Госпожа де Листомэр и ее друзья, все более и более увлекаясь этой интригой, заполнившей пустоту их провинциальной жизни, решили послать слугу за Кароном. Стряпчий прибыл на зов с поразительной поспешностью, что заставило насторожиться одного лишь г-на де Бурбонна.
— Лучше повременить со всем этим, пока не выяснится, в чем тут дело... — таково было мнение этого Фабия Кунктатора[9] в халате, уже начавшего путем глубоких размышлений угадывать сложные комбинации туренской шахматной игры.
Он попытался разъяснить аббату опасность его положения, но благоразумные мысли старого плутяги шли вразрез с общим настроением, и он не завоевал внимания.
Беседа между аббатом Бирото и стряпчим была недолгой; Бирото вернулся растерянный и сказал:
— Карон спрашивает у меня расписку, удостоверяющую разрыв...
— Какое страшное слово! — воскликнул лейтенант.
— Что оно означает? — спросила г-жа де Листомэр.
— Только и всего, что Бирото должен объявить о своем желании покинуть дом мадемуазель Гамар, — ответил, беря щепотку табаку, г-н де Бурбонн.
— Только и всего? Подписывайте! — заявила г-жа де Листомэр, глядя на Бирото. — Раз вы твердо решили выехать от нее, что же может вам помешать изъявить свою волю?
Воля Бирото?!
— Так-то оно так... — сказал г-н де Бурбонн, защелкнув табакерку резким движением, полным непередаваемой выразительности, ибо это была целая речь, и, кладя табакерку на камин с таким видом, который должен был бы устрашить викария, закончил: — Однако подписывать всегда опасно.
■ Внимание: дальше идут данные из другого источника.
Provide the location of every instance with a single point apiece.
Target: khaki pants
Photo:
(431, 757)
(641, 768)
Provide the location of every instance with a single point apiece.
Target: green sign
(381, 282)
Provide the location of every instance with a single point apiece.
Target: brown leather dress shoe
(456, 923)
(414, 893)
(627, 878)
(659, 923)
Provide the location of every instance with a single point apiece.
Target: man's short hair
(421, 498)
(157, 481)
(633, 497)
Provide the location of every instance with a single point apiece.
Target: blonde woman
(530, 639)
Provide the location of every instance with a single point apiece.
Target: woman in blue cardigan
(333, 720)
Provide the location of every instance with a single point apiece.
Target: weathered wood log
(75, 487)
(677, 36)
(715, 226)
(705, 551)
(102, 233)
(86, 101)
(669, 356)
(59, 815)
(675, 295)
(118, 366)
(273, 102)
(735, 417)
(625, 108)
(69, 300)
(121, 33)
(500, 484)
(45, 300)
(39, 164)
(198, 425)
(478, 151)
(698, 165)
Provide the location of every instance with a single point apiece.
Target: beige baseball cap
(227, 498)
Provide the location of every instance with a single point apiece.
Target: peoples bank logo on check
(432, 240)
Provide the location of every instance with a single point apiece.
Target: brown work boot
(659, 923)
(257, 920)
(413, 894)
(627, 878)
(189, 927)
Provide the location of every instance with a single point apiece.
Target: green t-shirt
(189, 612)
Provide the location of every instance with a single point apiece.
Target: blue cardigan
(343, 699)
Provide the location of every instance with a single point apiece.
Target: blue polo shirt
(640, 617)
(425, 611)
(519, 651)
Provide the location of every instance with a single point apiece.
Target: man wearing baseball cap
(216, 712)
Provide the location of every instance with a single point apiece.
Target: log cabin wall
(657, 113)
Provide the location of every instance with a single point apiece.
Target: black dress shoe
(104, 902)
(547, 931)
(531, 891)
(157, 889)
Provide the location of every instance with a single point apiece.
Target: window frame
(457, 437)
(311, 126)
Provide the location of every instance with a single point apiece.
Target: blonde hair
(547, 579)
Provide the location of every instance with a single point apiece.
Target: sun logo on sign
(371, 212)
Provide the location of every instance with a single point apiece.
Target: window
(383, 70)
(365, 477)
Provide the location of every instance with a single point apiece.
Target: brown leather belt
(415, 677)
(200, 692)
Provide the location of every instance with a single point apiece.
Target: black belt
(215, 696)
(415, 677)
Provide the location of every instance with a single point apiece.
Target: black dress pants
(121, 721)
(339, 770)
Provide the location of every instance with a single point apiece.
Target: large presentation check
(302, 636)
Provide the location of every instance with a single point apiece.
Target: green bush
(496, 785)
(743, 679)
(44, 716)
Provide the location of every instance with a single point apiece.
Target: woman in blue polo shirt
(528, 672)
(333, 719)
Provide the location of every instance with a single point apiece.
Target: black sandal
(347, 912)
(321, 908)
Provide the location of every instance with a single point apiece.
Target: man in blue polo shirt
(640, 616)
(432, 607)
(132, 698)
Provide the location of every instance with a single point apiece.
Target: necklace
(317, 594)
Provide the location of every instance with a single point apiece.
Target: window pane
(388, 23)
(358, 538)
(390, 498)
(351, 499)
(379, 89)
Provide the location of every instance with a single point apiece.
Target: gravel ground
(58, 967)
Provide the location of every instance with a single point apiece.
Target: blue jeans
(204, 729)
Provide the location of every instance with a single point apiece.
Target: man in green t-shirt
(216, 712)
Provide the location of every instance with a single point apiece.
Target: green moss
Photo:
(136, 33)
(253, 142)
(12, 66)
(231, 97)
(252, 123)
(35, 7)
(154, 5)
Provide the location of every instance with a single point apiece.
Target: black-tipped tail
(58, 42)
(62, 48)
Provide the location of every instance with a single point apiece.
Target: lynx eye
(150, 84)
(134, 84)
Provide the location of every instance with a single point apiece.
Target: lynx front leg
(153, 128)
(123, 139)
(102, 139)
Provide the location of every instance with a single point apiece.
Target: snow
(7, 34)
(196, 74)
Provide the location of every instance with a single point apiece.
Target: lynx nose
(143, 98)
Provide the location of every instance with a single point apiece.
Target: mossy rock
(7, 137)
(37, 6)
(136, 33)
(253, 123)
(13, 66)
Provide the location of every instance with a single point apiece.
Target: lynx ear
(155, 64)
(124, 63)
Чувствуя, что голова у него идет кругом от стремительного вихря событий, застигнувших его врасплох, от той легкости, с какой друзья решали самые важные вопросы его одинокой жизни, Бирото стоял неподвижно, словно отрешенный от мира, ни о чем не думая, только прислушиваясь и пытаясь уловить смысл в словоизвержениях окружающих.
Наконец он взял у г-на Карона заготовленное им заявление и, казалось, с глубоким вниманием — на самом же деле машинально — прочитал его текст; затем подписал этот документ, гласивший, что он добровольно отказывается проживать у мадемуазель Гамар, равно как и столоваться у нее, упраздняя соглашение, ранее заключенное между ними на сей предмет.